Per ragioni che definirei di realismo politico oltre che di gusto personale – ma forse sono solo una riformatrice troppo cauta, e sul richiamo alla libertà del gusto valga il monito di Bourdieu: spesso e per lo più ci piace ciò che la società ci ha già insegnato a trovare piacevole – il mio rapporto con la lingua inclusiva è proprio quello “giudizioso” suggerito dal manuale. Del punto mediano in francese, come ho detto, faccio uso soprattutto per le comunicazioni universitarie; in italiano, non ho mai usato schwa e asterischi. In entrambe le lingue, cerco di applicare le tre convenzioni: femminilizzare i nomi, rappresentare i due generi nel modo più paritario possibile cercando perifrasi o parole epicene, evitare le antonomasie e soprattutto l’uso dell’articolo determinativo davanti ai nomi di donna (al lettore che alza il sopracciglio suggerisco di testarne l’effetto reificante sul proprio cognome). Penso che lo stile, il principio generatore di forme che nasce dall’incontro tra le risorse della lingua e la creatività individuale, possa fare le veci di codici impositivi. Percepito dalla maggioranza come una provocazione, il ricorso a simboli strani rischia di nuocere per un malinteso formale all’autorità di chi scrive e al valore dei suoi contenuti. Per chi vuole esprimersi in modo inclusivo le alternative non mancano: usare la formula “care tutte e cari tutti”; all’“uomo” sempre sostituire “l’umanità” o “l’essere umano”; alternare “individuo” e “persona”; sfruttare o ancora moltiplicare gli esempi al femminile quando la verosimiglianza storica lo permette (si possono evocare sia i lettori sia le lettrici, o illustrare casi concreti facendo riferimento – perché no? – solo a una potenziale spettatrice). I bravi traduttori già praticano questi trucchi da decenni con risultati di grande eleganza. Una volta che si sia sposata la causa ci sono mille modi, propri a ogni lingua e a ogni sensibilità individuale, di far emergere creativamente una dimensione più inclusiva nei confronti delle donne – e, come sosterrò concludendo, non solo delle donne. Recentemente, un editore italiano mi ha chiesto di provare a tradurre secondo questi criteri alcune pagine di un saggio francese scritto in forma inclusiva rigida e piuttosto pesante (ogni plurale comportava un punto mediano), cercando di preservare il più possibile l’intenzione originale: il risultato è stato soddisfacente per tutti, autore, editore e traduttrice.

 

Certo, questa apertura ottimistica deve essere temperata da molti distinguo e da alcune cautele. Bisogna intanto discernere i contesti, istituzionali, militanti, artistici, privati. Chiunque deve essere libero di esprimersi liberamente a titolo individuale, di comunicare e pubblicare nella forma che preferisce. Pretendere che Michel Houellebecq si pieghi alla femminilizzazione della lingua equivarrebbe a censurare la sua visione del mondo. Ma altri scrittori e scrittrici potrebbero trovare nello stile inclusivo un mezzo potente per far emergere nuovi e stranianti punti di vista.
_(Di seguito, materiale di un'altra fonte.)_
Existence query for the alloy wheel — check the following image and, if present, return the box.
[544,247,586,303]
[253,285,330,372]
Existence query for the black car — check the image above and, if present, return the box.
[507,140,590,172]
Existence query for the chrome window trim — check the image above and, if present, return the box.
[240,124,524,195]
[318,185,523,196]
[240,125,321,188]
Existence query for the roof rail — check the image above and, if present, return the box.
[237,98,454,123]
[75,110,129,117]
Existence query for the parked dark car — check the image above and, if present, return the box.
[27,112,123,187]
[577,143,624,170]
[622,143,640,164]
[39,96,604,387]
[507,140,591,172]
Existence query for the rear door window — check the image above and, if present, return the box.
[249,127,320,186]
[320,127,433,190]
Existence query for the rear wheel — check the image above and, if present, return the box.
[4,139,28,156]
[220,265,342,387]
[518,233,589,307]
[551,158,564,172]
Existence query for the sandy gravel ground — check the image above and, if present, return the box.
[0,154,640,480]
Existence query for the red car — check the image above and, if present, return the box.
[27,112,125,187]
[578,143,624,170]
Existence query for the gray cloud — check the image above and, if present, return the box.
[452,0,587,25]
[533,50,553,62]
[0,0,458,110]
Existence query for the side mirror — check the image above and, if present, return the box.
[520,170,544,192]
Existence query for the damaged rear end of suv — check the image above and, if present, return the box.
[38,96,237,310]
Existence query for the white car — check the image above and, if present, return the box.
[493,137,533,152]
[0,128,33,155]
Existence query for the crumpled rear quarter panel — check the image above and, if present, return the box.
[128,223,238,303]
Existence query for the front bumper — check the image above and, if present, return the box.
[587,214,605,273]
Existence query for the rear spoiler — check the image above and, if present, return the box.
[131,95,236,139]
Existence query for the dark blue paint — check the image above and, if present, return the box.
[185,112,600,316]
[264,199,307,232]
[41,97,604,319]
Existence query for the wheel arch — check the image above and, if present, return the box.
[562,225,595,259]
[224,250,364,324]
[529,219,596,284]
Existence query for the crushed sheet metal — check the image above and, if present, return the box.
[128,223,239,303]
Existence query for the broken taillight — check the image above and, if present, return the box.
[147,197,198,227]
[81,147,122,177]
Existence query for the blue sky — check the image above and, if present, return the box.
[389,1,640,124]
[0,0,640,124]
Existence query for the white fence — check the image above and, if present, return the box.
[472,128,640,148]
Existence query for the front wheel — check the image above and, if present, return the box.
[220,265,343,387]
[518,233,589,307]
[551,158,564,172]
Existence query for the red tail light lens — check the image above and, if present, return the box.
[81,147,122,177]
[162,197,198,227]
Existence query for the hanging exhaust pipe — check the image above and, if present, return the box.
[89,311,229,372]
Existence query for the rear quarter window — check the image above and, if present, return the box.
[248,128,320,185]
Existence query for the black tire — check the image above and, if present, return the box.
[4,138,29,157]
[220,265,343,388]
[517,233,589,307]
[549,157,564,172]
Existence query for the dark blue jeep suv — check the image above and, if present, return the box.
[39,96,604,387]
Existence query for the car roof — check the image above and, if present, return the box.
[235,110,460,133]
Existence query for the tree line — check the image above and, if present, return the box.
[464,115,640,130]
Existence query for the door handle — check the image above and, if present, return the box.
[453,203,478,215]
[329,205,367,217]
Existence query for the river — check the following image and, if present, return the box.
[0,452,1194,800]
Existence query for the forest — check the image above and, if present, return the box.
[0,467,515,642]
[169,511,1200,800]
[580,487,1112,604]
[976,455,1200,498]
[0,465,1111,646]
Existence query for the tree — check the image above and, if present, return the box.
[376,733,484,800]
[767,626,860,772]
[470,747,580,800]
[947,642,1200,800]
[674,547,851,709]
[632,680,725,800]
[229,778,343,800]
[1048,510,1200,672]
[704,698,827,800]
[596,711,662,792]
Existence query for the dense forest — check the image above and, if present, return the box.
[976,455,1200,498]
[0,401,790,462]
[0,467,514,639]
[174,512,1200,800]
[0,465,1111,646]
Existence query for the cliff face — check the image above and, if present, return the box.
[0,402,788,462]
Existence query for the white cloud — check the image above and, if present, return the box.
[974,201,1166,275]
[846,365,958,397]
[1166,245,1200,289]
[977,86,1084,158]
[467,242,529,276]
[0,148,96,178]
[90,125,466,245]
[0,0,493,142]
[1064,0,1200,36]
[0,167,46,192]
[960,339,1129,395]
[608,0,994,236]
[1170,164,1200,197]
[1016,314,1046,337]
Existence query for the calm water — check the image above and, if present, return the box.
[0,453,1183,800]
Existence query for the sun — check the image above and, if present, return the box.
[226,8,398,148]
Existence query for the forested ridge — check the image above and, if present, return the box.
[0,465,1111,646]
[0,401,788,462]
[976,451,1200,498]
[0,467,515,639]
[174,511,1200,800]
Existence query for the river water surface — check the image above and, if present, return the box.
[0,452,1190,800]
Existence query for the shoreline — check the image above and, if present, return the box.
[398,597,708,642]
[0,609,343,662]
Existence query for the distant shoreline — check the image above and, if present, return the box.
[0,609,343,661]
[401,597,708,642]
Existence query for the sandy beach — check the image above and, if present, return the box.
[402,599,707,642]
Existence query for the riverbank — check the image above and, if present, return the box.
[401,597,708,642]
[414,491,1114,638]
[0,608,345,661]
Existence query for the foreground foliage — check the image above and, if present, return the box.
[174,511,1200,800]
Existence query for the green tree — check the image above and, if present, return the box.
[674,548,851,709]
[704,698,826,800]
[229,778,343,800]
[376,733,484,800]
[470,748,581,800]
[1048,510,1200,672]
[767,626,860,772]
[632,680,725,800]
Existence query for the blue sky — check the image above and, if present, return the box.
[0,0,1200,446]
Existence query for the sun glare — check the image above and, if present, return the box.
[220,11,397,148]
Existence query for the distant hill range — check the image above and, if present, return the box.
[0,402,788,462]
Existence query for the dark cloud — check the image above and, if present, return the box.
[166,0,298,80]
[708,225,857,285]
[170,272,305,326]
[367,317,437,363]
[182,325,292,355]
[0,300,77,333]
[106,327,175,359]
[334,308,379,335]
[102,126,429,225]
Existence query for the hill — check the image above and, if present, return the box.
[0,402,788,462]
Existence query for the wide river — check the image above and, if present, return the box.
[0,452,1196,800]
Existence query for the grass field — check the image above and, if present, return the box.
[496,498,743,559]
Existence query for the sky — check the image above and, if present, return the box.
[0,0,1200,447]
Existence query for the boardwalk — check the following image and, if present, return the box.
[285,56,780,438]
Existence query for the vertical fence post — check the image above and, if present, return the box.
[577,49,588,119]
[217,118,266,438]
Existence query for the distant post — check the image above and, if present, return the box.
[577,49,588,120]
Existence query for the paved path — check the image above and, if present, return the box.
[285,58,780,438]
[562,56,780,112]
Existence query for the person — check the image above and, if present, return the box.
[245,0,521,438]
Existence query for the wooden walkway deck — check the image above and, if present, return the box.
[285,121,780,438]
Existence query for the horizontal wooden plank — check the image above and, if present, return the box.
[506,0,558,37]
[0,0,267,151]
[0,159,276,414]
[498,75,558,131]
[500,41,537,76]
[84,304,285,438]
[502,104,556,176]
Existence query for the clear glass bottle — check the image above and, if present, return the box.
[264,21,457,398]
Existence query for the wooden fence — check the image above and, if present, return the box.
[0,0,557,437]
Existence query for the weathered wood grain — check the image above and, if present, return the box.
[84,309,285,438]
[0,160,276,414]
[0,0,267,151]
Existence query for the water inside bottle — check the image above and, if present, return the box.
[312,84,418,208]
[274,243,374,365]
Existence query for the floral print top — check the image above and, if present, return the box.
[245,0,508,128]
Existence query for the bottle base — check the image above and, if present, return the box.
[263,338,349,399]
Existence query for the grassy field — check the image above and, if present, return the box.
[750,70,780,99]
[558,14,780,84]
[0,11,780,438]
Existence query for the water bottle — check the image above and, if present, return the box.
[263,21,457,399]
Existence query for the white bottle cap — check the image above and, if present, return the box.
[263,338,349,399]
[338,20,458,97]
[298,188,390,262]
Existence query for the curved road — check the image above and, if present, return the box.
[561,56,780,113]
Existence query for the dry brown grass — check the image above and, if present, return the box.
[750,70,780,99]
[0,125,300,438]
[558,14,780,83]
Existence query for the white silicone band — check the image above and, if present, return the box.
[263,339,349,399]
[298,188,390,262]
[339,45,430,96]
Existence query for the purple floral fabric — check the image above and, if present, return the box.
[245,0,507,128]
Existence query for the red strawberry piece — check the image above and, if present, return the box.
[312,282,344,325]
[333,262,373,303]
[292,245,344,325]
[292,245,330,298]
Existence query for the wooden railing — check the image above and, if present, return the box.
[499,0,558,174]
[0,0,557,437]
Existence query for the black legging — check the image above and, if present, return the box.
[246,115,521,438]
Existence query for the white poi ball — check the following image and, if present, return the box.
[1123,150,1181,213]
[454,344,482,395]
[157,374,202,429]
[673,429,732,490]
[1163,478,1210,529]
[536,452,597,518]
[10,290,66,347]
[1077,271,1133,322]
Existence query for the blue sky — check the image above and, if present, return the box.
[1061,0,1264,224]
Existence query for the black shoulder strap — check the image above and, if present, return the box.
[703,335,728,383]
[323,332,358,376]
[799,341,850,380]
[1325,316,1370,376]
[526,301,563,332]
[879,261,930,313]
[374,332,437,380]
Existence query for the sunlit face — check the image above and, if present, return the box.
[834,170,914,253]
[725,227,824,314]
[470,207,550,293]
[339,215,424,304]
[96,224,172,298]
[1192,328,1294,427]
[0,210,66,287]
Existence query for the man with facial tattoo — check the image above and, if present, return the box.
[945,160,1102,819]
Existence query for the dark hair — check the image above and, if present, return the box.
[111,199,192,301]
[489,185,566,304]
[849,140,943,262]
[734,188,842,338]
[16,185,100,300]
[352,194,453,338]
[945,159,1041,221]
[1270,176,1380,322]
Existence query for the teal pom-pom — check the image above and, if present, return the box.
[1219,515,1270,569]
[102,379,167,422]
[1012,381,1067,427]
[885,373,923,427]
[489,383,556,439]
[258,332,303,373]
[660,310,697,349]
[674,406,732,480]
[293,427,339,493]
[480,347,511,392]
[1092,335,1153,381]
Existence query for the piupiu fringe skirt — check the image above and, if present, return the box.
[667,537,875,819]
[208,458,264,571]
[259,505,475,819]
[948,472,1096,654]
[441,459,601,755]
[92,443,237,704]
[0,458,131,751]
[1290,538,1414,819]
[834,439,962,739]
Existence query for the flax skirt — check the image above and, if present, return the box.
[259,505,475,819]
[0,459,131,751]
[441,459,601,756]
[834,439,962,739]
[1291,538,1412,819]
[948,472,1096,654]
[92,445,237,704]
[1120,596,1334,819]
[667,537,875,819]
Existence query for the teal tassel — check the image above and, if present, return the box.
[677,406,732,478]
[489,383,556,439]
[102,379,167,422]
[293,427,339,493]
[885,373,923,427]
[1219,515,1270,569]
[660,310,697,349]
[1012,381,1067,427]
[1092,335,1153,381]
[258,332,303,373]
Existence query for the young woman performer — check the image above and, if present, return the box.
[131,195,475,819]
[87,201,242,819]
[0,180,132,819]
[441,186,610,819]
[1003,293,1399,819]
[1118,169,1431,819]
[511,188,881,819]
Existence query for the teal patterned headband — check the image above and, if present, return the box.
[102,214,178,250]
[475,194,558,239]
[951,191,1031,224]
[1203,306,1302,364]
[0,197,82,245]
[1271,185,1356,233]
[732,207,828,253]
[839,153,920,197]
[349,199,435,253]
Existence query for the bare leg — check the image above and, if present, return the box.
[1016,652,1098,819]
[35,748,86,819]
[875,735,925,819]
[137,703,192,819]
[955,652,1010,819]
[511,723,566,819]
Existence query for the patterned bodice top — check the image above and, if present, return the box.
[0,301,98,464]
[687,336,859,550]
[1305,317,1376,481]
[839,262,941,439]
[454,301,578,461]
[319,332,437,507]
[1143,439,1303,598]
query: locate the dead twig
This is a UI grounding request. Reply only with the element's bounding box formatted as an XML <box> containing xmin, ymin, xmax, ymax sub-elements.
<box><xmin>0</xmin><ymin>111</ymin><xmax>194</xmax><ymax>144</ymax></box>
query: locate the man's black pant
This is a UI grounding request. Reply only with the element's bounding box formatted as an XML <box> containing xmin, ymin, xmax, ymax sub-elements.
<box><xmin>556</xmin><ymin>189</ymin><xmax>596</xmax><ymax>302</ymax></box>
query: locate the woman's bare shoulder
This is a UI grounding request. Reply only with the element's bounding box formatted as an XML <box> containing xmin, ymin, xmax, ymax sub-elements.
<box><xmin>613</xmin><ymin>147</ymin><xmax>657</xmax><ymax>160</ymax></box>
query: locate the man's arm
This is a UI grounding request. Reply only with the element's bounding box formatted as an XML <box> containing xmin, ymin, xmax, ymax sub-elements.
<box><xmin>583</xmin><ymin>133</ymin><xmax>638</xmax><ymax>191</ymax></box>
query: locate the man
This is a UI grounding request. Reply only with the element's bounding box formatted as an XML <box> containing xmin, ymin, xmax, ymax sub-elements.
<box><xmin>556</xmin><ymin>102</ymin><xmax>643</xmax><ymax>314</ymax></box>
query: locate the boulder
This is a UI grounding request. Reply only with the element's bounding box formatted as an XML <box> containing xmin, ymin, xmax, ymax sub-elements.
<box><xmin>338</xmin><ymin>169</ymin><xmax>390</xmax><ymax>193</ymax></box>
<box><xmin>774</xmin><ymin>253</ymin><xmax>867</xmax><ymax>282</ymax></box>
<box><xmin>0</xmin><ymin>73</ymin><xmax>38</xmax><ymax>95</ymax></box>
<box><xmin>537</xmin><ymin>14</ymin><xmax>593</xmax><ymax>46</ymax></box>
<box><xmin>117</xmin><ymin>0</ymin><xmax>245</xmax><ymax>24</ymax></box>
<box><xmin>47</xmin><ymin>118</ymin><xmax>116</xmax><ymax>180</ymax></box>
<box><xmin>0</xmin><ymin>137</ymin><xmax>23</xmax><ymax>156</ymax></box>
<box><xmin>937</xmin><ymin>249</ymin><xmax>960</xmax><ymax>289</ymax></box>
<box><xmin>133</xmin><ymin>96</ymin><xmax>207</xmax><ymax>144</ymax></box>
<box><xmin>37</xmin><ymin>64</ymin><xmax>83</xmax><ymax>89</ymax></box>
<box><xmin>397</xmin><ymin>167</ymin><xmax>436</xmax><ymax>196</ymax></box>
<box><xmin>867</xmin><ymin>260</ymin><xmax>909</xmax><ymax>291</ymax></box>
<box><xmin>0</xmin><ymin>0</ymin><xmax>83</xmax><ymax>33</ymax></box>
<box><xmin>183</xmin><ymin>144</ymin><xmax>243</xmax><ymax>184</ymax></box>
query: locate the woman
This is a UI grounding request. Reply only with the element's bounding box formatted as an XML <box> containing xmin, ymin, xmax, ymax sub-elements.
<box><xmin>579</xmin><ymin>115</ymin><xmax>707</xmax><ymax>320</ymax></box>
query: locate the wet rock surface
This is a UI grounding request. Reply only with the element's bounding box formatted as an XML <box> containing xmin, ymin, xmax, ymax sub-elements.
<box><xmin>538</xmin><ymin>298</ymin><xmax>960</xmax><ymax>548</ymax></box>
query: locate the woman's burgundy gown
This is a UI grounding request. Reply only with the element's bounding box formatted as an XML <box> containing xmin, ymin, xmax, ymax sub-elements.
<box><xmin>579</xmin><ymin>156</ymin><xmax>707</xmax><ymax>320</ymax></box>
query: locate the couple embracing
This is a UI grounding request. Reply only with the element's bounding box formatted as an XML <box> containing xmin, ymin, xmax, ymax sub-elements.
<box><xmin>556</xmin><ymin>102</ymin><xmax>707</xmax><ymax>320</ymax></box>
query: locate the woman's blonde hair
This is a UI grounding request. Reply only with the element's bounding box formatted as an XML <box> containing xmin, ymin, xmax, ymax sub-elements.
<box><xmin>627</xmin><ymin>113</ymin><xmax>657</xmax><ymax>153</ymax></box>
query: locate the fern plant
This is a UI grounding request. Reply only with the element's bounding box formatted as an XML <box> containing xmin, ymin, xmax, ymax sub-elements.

Le regole però sono meno aleatorie quando si parla di istituzioni. Lo stato, l’università, i comuni, devono rivolgersi a tutti i loro membri per garantire riconoscimento e pari opportunità. Ma oltre che un gesto di rispetto, la comunicazione inclusiva è anche un modo di sollecitare un equo rapporto tra diritti e doveri. Cosa succederebbe il giorno in cui le studentesse, come in una commedia di Aristofane, decidessero di non pagare più le tasse universitarie col pretesto che, nelle enunciazioni della legge, l’obbligo riguarda solo «gli studenti»? Ovviamente non è chiaro dove comincino e dove finiscano i confini della comunicazione istituzionale, ma possiamo immaginare che l’onere spetti in primo luogo a chi occupa incarichi di responsabilità come anche a chi lavora professionalmente con la lingua: insegnanti, giornalisti e giornaliste, agenzie di comunicazione, case editrici. Questo obiettivo è perseguibile in forma scritta senza ledere la chiarezza necessaria a una comunicazione diretta ed efficace. Bisogna fare attenzione a non fare dell’argomento economico della semplicità lo scudo dell’ideologia. Gli accordi al femminile non appesantiscono i testi più delle infinite sigle e oscurità burocratiche che già li ingombrano. Un manuale di stile può insegnare a verificare la dimensione di genere dei propri messaggi attraverso una check-list di punti essenziali.

 

Quando si passa all’orale, invece, tutto si fa più complicato. Gli automatismi sono più difficili e lenti da modificare. Chi, parlando a lezione, cercasse di evitare tutti i maschili generici e altre analoghe convenzioni rischierebbe di perdere il filo del discorso – ma non farebbe molta più attenzione se si trattasse di un comizio politico o di una presentazione a clienti a fini di marketing? Senza dubbio, anche una semplice conversazione amichevole diventerebbe insostenibilmente faticosa. L’unica forza che può trasformare le pratiche quotidiane scritte e orali è l’abitudine, o più precisamente, la diffusione progressiva, paziente, costante di buone abitudini. In fondo, sono regole di civiltà che rispondono a una trasformazione sociale in atto e alle quali ci stiamo già assuefacendo per il fatto stesso di parlare e scrivere nel mondo reale. Abbiamo imparato da bambini a rivolgerci alle persone secondo le “forme”, rispettando cioè la loro età e il loro status[12]. Solo perché abbiamo incorporato l’ossequio delle gerarchie riusciamo a rivolgerci a un superiore con formule degne dell’antico regime: l’universitario che, come il ragionier Fantozzi, scrive al suo «Magnifico Rettore» non è più assurdo della professoressa che si firma «maîtresse de conférences»? Perché la lingua del potere costituito non ci sembra mai altrettanto surreale di quella che cerca di sperimentare l’uguaglianza? Vale davvero la pena fare tanto rumore se per un’esigenza di democrazia chiediamo qualche femminile in più?

 

Un ruolo speciale, infine, dovrebbe essere svolto da istanze di mediazione linguistica come la scuola, l’università, i mondi del giornalismo, dell’editoria e della comunicazione. Le situazioni in cui stare all’erta sono quelle della riproduzione culturale e della trasmissione di esemplarità: gli ordini del giornalismo potrebbero creare gruppi di discussione e stendere linee-guida professionali per un uso inclusivo della lingua. Le persone imparano a parlare non studiando le grammatiche ma leggendo i giornali e i social, replicando il linguaggio di insegnanti, genitori, influencer di vecchia e nuova generazione.

 

Parole in libertà?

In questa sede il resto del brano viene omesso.